By Rodrigo Tadeu Gonçalves and Guilherme Gontijo Flores

This paper examines Nelson Rodrigues’ Anjo Negro (Black Angel, 1946), one of the earliest Brazilian plays with a black protagonist. Although it draws on Greek Tragedy (particularly Medea and Oedipus Rex) and Christian symbolism, the play performs a deconstruction of classical tragic models in order to reinvent the idea of the tragic in a modern framing (cf. Lopes, 1993; Szondi, 2004; Rabelo 2004; Motta, 2011).

The First New World Tragedy of Manuel Zapata Olivella’s Changó, the Biggest Badass

By John Maddox

Afro-Colombian Manuel Zapata Olivella’s historical novel, Changó, The Biggest Badass (1983) follows members of the African Diaspora from their capture and continues through their oppression in Spanish America of the colonial and nineteenth century independence periods, Haiti, Brazil, and the United States from the 1800s to the 1960s. The story of the enslaved has been commonly called the “history of people with no history” (Fontana, Pérez) since with few exceptions, slaves were usually illiterate (Luis).

Reenacting Death: Aristotelian Catharsis and Afro-Cuban Subjectivity in Virgilio Piñera’s Electra Garrigó

By Konstantinos P. Nikoloutsos

Recent scholarship on the reception of classical drama in Latin America has attempted to shed light on the ways in which ancient themes and ideas are renewed through interaction with African-based religious beliefs and practices, by focusing on José Triana’s Medea in the Mirror (Havana, 1960), the second adaptation of a story drawn from classical tragedy in the history of post-Independence Cuban theater (Nikoloutsos 2012: 25-7).

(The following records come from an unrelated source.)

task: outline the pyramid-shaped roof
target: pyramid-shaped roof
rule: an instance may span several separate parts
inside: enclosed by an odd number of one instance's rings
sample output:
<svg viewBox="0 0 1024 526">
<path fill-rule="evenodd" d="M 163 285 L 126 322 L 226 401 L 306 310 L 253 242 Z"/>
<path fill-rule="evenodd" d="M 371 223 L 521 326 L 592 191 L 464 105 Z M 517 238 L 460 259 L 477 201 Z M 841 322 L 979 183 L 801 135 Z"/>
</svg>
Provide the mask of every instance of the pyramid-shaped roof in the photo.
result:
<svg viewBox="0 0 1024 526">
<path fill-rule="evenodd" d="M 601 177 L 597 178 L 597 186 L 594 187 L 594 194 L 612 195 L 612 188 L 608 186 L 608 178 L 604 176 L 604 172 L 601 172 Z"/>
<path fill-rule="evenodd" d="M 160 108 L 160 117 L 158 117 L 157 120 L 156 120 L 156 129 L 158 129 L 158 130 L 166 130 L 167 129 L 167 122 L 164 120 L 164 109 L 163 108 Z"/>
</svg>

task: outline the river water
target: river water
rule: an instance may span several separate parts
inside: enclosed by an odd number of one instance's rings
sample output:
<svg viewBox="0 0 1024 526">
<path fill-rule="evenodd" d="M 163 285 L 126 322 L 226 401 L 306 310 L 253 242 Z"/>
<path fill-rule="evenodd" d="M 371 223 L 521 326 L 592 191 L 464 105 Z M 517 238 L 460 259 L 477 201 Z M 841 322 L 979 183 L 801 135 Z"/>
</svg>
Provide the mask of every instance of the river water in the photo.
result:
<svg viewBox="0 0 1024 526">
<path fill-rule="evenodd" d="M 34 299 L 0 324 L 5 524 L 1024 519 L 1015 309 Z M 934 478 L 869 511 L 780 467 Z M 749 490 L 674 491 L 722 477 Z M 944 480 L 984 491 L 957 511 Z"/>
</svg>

This paper aims to explore this intersection further through a different case study, Virgilio Piñera’s Electra Garrigó.

Afro-Brazilian Identity and the Greeks in Meleagro and Dionísio esfacelado

By Andrea Kouklanakis

This paper examines two distinct ways in which Classical references are incorporated into literary works dealing with the African experience of diaspora in Brazil. Meleagro (1951), by folklorist Luís da Cãmara Cascudo (1898-1986), is an anthropological study on the origins and practice of Afro-Brazilian witchcraft (Catimbó). The book betrays a clear Eurocentric perspective as already expressed in its title.